6. The connection system of claim 2, wherein the mechanical forcing device comprises an electro-mechanical device adapted to generate the force in response to excitation of the electro-mechanical device with an electrical current.

7. The connection system of claim 6, wherein the electro-mechanical device comprises an elongated section of muscle wire.

8. The connection system of claim 2, wherein the vehicle comprises a military aircraft and the payload comprises one or more of the following:

a cache of munitions;

a cache of supplies;

a missile; and

a bomb.

9. The connection system of claim 2, further comprising a lanyard coupled to the secondary latching release mechanism and adapted to be engaged over a bail bar of the vehicle, the lanyard release connector complying with a military standard 1760 (MIL-STD-1760) specification.

10. The connection system of claim 2, wherein the lanyard release connector comprises a 90 degree backshell.

11. The connection system of claim 10, wherein the 90 degree backshell has an oval-shaped port.

12. A connector coupling method comprising:

engaging a lanyard release connector on a complementary connector of a payload, the lanyard release connector adapted for use in a vehicle and having a primary latching release mechanism that holds the lanyard release connector on the complementary connector;

engaging a secondary latching release mechanism on the primary latching release mechanism, the secondary latching release mechanism comprising a mechanical forcing device that is coupled to the primary latching release mechanism, the mechanical forcing device adapted to be actuated by a lanyard such that the mechanical forcing device applies a force upon the primary latching release mechanism to release the lanyard release connector from the complementary connector of the payload.

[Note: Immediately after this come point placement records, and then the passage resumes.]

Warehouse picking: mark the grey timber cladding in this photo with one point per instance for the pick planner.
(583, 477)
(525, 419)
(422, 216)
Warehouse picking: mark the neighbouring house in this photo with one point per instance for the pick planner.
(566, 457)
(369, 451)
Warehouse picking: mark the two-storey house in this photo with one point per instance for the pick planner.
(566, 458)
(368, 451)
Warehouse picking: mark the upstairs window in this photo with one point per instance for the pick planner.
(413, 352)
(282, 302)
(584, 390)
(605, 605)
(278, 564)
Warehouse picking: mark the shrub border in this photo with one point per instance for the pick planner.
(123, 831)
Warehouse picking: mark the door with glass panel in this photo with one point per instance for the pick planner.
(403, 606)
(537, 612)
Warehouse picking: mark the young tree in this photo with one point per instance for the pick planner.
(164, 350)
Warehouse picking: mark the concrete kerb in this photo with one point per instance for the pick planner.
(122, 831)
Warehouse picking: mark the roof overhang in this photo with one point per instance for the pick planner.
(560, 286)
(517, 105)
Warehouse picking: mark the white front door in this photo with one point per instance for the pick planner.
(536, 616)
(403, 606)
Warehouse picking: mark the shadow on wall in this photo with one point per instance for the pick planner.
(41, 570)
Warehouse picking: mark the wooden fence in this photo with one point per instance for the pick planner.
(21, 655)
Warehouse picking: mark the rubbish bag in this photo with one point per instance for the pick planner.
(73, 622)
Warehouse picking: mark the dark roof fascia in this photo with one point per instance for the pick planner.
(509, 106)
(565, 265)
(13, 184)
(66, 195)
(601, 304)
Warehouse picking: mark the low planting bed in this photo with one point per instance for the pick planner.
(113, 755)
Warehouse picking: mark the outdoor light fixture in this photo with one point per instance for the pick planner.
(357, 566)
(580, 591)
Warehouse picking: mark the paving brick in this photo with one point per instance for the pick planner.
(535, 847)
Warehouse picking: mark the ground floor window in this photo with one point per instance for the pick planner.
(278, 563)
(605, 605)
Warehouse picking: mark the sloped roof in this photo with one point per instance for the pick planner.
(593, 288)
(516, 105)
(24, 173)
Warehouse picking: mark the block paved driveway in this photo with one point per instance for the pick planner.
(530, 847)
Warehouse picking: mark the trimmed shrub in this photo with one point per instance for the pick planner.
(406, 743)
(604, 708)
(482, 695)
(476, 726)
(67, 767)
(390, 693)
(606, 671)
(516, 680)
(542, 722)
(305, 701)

13. The connector coupling method of claim 12, further comprising:

generating, by the mechanical forcing device, the force co-axially with an axis of a connector housing of the lanyard release connector.

14. The connector coupling method of claim 12, further comprising:

holding a spring in a loaded position using a latch, the spring comprising the mechanical forcing device; and

releasing the spring when the latch is actuated.

15. The connector coupling method of claim 14, further comprising:

transferring a tension force from the mechanical forcing device to the lanyard release connector using a cable having a first end coupled to the mechanical forcing device and a second end coupled to the lanyard release connector, the cable extending over a pulley such that the axis of the connector housing is not co-axial with the mechanical forcing device.

16. The connector coupling method of claim 12, further comprising:

generating the force using an electro-mechanical device by exciting the electro-mechanical device with an electrical current, the electro-mechanical device comprising the mechanical forcing device.

17. The connector coupling method of claim 16, wherein the electro-mechanical device comprises an elongated section of muscle wire.

18. The connector coupling method of claim 12, wherein the aircraft comprises an aircraft and the payload comprises one or more of the following:

a cache of munitions;

a cache of supplies;

a missile; and

a bomb.

19. The connector coupling method of claim 12, further comprising:

engaging the lanyard over a bailbar of the aircraft, the lanyard release connector complying with a military standard 1760 (MIL-STD-1760) specification.

20. The connector coupling method of claim 12, wherein the lanyard release connector comprises a 90 degree backshell.